Bernard Drainville exaspéré face aux syndicats

C’est un Bernard Drainville exaspéré qui a fait face aux représentants syndicaux lors des consultations à Québec sur sa réforme, qui vise à modifier la gouvernance scolaire et que plusieurs accusent d’être centralisatrice en plus de donner trop de pouvoir au ministre de l’Éducation.
« Quand je suis en face du mouvement syndical, je suis en mal de oui », a lancé M. Drainville, excédé, devant les représentants de la Centrale des syndicats du Québec (CSQ) vendredi midi.
Il parlait alors de la formation continue des enseignants, que le projet de loi 23 veut baliser et qui serait de trente heures sur deux ans. Le syndicat, comme d’autres, estime toutefois que la réforme ouvre la porte à imposer des choix de formations aux professionnels, nuisant ainsi à leur autonomie.
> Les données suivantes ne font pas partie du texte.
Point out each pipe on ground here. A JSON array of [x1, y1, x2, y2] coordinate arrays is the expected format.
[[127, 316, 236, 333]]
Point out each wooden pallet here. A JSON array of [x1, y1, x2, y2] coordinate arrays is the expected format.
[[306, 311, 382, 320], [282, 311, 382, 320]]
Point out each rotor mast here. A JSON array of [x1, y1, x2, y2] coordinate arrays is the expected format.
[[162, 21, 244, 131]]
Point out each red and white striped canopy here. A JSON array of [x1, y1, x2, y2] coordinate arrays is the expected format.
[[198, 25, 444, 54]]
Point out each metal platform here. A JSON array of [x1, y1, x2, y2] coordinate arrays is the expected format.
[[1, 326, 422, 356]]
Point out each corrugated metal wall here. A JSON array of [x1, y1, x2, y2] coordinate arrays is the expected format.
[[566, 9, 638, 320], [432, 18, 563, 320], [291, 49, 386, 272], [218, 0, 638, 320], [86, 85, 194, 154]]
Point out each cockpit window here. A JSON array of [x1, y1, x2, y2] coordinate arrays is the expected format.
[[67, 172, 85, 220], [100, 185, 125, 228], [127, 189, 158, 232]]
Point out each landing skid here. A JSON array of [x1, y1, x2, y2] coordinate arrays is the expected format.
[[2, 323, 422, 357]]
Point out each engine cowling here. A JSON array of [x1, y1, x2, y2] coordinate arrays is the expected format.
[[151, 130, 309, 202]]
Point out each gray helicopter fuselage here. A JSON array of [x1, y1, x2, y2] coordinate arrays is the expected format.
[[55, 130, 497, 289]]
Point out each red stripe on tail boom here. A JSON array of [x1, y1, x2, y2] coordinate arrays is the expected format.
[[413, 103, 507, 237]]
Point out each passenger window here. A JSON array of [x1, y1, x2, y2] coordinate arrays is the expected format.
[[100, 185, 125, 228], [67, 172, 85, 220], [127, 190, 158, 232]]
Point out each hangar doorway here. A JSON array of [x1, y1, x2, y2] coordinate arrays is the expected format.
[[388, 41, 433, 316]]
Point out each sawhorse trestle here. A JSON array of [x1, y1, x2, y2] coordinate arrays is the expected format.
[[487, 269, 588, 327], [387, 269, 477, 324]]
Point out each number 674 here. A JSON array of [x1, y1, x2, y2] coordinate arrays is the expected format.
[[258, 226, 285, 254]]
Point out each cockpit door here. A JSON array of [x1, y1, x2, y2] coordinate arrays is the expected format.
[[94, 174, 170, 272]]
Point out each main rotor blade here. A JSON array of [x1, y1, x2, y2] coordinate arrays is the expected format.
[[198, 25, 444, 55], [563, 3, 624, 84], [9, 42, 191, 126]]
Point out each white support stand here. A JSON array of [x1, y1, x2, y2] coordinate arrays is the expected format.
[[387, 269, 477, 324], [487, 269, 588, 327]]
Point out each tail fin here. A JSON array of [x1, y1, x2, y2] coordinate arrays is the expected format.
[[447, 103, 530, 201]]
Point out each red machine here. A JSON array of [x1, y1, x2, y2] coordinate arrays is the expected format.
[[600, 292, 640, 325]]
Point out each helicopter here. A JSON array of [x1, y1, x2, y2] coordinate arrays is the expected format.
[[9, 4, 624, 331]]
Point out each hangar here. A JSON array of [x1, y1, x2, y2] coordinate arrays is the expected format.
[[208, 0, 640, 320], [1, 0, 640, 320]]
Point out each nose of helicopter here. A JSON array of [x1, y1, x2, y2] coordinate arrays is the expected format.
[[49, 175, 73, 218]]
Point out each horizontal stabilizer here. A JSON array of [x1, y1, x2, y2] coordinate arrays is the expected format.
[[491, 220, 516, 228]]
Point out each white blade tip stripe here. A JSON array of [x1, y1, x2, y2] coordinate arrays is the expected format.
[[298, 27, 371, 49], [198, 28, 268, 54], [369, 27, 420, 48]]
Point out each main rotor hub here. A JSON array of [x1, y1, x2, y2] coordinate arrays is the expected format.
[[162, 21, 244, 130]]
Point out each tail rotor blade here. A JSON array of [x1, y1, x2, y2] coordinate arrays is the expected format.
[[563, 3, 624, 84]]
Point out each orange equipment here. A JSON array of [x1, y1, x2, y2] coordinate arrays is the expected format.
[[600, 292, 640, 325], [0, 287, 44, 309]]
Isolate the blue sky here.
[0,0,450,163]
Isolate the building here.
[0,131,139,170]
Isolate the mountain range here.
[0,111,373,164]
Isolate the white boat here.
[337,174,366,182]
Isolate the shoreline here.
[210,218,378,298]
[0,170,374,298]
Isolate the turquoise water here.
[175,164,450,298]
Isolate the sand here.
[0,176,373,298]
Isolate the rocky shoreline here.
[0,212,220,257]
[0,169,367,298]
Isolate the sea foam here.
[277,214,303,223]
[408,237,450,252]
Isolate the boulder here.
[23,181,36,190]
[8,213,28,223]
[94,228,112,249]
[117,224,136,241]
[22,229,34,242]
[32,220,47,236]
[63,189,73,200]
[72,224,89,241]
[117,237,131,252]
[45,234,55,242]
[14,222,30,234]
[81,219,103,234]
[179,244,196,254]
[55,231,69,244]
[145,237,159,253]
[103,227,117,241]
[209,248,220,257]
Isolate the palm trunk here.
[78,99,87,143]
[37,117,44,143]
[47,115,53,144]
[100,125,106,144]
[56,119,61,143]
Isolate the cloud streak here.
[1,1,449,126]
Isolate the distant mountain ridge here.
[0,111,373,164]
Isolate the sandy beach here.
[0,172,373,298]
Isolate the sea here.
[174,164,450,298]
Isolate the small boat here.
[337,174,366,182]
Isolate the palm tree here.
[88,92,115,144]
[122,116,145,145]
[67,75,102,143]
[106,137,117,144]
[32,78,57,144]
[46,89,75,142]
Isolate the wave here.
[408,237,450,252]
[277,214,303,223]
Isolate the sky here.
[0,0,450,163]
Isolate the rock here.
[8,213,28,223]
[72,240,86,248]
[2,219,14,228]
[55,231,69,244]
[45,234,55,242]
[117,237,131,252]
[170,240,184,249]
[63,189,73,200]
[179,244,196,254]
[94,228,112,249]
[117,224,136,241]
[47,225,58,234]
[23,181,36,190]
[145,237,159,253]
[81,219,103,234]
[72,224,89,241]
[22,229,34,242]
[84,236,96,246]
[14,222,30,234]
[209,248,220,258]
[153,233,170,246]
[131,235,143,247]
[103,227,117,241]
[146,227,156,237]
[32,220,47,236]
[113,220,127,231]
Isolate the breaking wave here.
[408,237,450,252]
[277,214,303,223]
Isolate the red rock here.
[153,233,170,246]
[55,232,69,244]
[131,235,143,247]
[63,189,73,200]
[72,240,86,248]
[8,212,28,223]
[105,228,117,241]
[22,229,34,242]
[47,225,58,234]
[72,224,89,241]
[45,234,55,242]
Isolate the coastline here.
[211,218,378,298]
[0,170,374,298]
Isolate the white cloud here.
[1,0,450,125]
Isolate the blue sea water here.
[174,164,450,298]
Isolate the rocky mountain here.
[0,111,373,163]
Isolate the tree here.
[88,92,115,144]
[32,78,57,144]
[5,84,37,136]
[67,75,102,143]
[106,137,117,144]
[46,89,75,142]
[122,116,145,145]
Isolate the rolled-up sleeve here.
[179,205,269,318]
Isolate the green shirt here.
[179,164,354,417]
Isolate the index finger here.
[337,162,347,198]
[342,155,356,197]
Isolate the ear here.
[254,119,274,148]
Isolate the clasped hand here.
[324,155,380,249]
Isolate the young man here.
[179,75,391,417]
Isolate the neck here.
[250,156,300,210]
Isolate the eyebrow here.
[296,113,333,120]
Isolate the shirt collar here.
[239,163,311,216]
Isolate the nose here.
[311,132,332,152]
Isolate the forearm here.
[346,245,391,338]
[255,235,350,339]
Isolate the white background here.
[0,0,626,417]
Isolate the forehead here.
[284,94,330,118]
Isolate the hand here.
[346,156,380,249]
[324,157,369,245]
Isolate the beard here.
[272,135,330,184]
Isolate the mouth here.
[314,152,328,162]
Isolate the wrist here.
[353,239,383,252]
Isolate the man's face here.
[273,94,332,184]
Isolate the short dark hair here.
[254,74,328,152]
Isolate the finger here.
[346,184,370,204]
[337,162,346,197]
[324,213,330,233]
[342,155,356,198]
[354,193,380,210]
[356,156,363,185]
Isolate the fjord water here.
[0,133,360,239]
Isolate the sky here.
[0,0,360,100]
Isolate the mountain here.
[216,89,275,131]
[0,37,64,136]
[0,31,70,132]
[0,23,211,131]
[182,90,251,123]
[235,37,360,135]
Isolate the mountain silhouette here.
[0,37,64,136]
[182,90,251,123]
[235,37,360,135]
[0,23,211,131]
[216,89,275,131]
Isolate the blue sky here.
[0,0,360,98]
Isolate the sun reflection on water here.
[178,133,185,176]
Le ministre croit plutôt que l’atteinte d’un « équilibre » est possible. « Il me semble qu’on peut se rejoindre là-dessus », a-t-il insisté.
Il a également plaidé la cause du nouvel Institut national d’excellence en éducation, dont l’indépendance est réclamée par bon nombre de groupes qui défilent devant la Commission de la culture et de l’éducation.
« Il n’y a pas de contrôle, a-t-il assuré. Il y a une volonté que nos enseignants aient accès aux meilleures connaissances scientifiques possible, aux données les plus avancées et aux meilleures méthodes pédagogiques. »
« On va avoir des formations continues qui, s’appuyant sur ces dernières connaissances et ces meilleures pratiques, vont nous rendre meilleurs. C’est quoi, le problème ? » a-t-il lancé.
De son côté, le président de la CSQ, Éric Gingras, affirme que le syndicat est au contraire arrivé avec une posture d’ouverture. « Nous, ce qu’on a tenté de faire, c’est “oui, mais”, dit-il au Devoir. On ne rejette pas le projet de loi, mais il faut l’améliorer. Le ministre n’a pas vu ça comme un oui, c’est dommage, son exaspération. »
Il espère « faire cheminer » les propositions du syndicat. « J’espère que nous avons été écoutés et que nous n’étions pas simplement dans la rhétorique, souligne Éric Gingras. Le ministre a dit qu’il était ouvert à parfaire son projet de loi, mais en même temps, il a dit vouloir résister à la résistance. »
La CSQ réplique que sur la formation continue des enseignants, il y a un « certain déséquilibre » dans l’approche préconisée par le ministre. « S’il y a un nouveau programme, en français par exemple, […] le ministre pourrait effectivement dire qu’on aurait un certain nombre d’heures de formation en français », dit son président. « Mais là, ce n’est pas ça », poursuit-il, disant que le ministre veut imposer le sujet et que ce n’est pas tout le monde qui a, par exemple, besoin d’une formation sur la gestion de classe alors que d’autres besoins pourraient être plus pressants.
Craintes pour l’enseignement à distance
Il y a également eu des envolées lors du passage de la Fédération autonome de l’enseignement (FAE) vendredi avant-midi, ainsi qu’avec la Confédération des syndicats nationaux (CSN) jeudi soir. Les deux syndicats demandent de leur côté l’abandon du projet de loi.
« Pour réellement améliorer les résultats des élèves, il faut assainir la composition de la classe et offrir des conditions de travail décentes aux enseignantes et enseignants. Le ministre, par cette réforme, démontre qu’il ne comprend pas les vrais problèmes dans le réseau d’éducation. Il n’a pas l’expertise ni les capacités de gérer le réseau de l’éducation à partir de son bureau à Québec », a déclaré la présidente de la FAE, Mélanie Hubert, dans un communiqué transmis vendredi.
Lors de son passage en commission parlementaire, celle-ci s’est inquiétée de la formation à distance alors que le projet de loi prévoit que ce soit permis dans des situations exceptionnelles ou imprévisibles. Le syndicat craint notamment que cela ne serve de solution pour remédier à la pénurie de personnel.
Cela a fait bondir le ministre. « Que vous soyez contre le projet de loi, c’est votre droit tout à fait légitime. Mais d’avoir de la difficulté à trouver un seul petit élément positif… » a-t-il lancé.
La Fédération du personnel de soutien scolaire (FPSS-CSQ) utilise de son côté les termes « Sa Majesté le roi » pour parler du ministre, et l’accuse de vouloir « s’accorder tous les pouvoirs en nommant les directions générales des centres de services scolaires et en abolissant le Conseil supérieur de l’éducation ». Le président, Éric Pronovost, déplore que sa fédération n’ait pas été invitée à participer aux consultations, qui se termineront mardi.